Le style de Bukowski reste flou, mais tellement riche à la fois! Il y a beaucoup de références sur le stoner pour déterminer la musique du groupe, mais je pense que cette dernière ne doit pas s’arrêter à cela aussi facilement. Dans l’album éponyme, on devine pas mal d’influences rock bien entendu, voire stoner rock pour vous faire plaisir, mais je trouve également qu’il y a aussi une pointe de post-hardcore notamment dans quelques breakdowns et surtout, une grosse influence hard rock très caractéristique, à la Motörhead quoi. On a vraiment des riffs rock qui m’y font penser et la voix du chanteur aussi, c’est même flagrant à ce stade! Maintenant sur la lourdeur, je dirais que le groupe joue habilement à semer le doute entre un potentiel stoner qui effectivement se retrouve dans une certaine forme de virilité et de lourdeur, et ce côté rock voire hard rock qui offre des moments plus calmes, plus mélodiques et des riffs presque groovy qui font du bien, qui apportent une touche de légèreté dans une musique au son lourdingue! Pour le côté post-hardcore qui reste une interprétation totalement personnelle, je dirais qu’outre les breakdowns, c’est dans l’intention surtout, dans l’atmosphère générale et le côté « punk » qui ressort dans les concepts et la musique entrainante et un peu violente il faut le dire, mais uniquement par courts moments. Et le résultat est que l’album éponyme est à la fois extrêmement riche mais aussi et surtout extrêmement fort! Que ce soit dans la musique ou dans tout ce qui l’englobe, s’il y avait un message à faire passer il serait entendu par un grand nombre de personnes! J’ai été pris aux tripes comme rarement dans ce style stoner, parce qu’il est couplé avec d’autres qui amènent une énergie supplémentaire. L’ensemble démarre d’ailleurs billes en tête! En tout cas pour une première écoute, ce fut une expérience plus que satisfaisante. La musique me plait vraiment! J’ai bien accroché et je suis tombé en pâmoison devant la richesse composale du groupe Bukowski. Groupe qui démontre par sa richesse qu’il est aussi poète.
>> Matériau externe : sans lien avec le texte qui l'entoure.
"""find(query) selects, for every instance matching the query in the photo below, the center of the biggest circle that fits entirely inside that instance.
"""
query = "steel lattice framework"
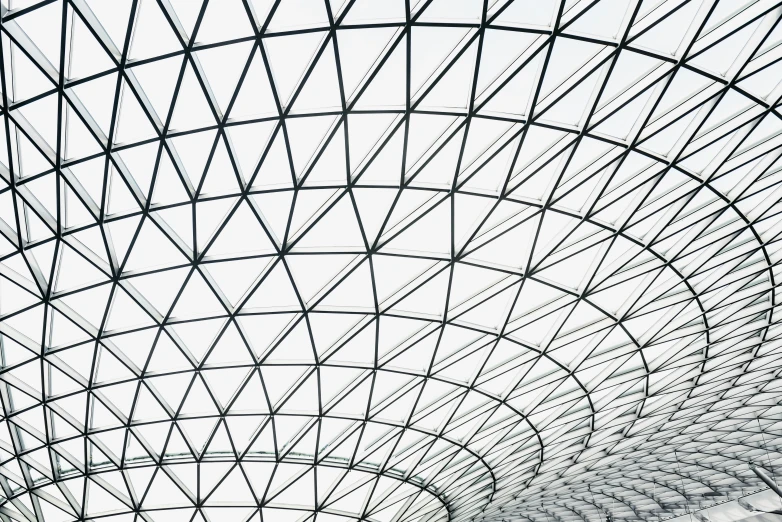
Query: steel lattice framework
(334, 260)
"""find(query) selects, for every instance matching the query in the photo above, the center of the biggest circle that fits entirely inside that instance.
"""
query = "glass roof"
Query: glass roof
(390, 260)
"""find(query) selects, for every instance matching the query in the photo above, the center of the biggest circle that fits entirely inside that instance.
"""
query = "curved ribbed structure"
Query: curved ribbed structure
(393, 261)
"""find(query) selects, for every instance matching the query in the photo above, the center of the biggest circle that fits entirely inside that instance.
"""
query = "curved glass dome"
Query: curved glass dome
(393, 261)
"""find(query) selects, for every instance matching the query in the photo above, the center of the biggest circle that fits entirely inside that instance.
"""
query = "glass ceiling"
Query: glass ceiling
(389, 260)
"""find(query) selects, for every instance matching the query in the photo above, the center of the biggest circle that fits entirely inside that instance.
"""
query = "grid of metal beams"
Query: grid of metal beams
(333, 260)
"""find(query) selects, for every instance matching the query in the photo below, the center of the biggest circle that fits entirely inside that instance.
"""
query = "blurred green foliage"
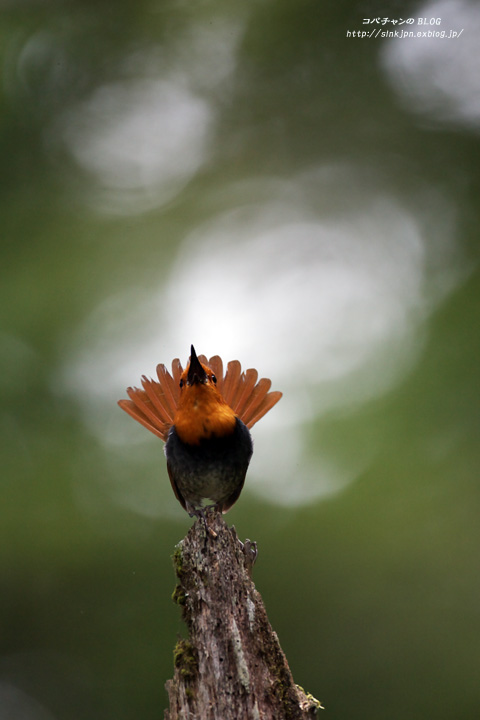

Inutile de débattre sur la production puisqu’il s’annonçait excellente sur le papier et qu’elle l’est tout autant. A un détail près mais qui me conforte dans l’idée qu’étiqueter la musique de « Bukowski » à du simple stoner serait une erreur terrible. Parce que le son n’est pas des habituels pour le genre, qui se dote souvent d’un côté épais et rebondi qui fait très groovy et qui fleure bon l’américanisme du fin fond du Texas. Ici, on sent que la mise est faite sur le hard rock car le son est beaucoup plus léger. On a ce côté moderne dans la production qui colore la musique d’une teinture rock très prononcée, et c’est ce qui me fait dire que si stoner il doit y avoir dans la musique de « Bukowski« , elle serait surtout estampillée stoner rock! Mais ce n’est que mon point de vue. Les guitares et la basse sonnent très bien, la batteuse également et le chant est bien mis en avant comme il faut, procurant ainsi un mixage et mastering de grande qualité tous les deux pour ce nouvel album de Bukowski. En tout cas, dans ce registre, le groupe francilien exauce mon souhait d’avoir un stoner peut-être un peu plus « light » et franchement, le résultat sonore est impeccable et bluffant. La modernité peut donc apporter au stoner un regain de quelque chose, de frais! Et c’est tellement bon putain!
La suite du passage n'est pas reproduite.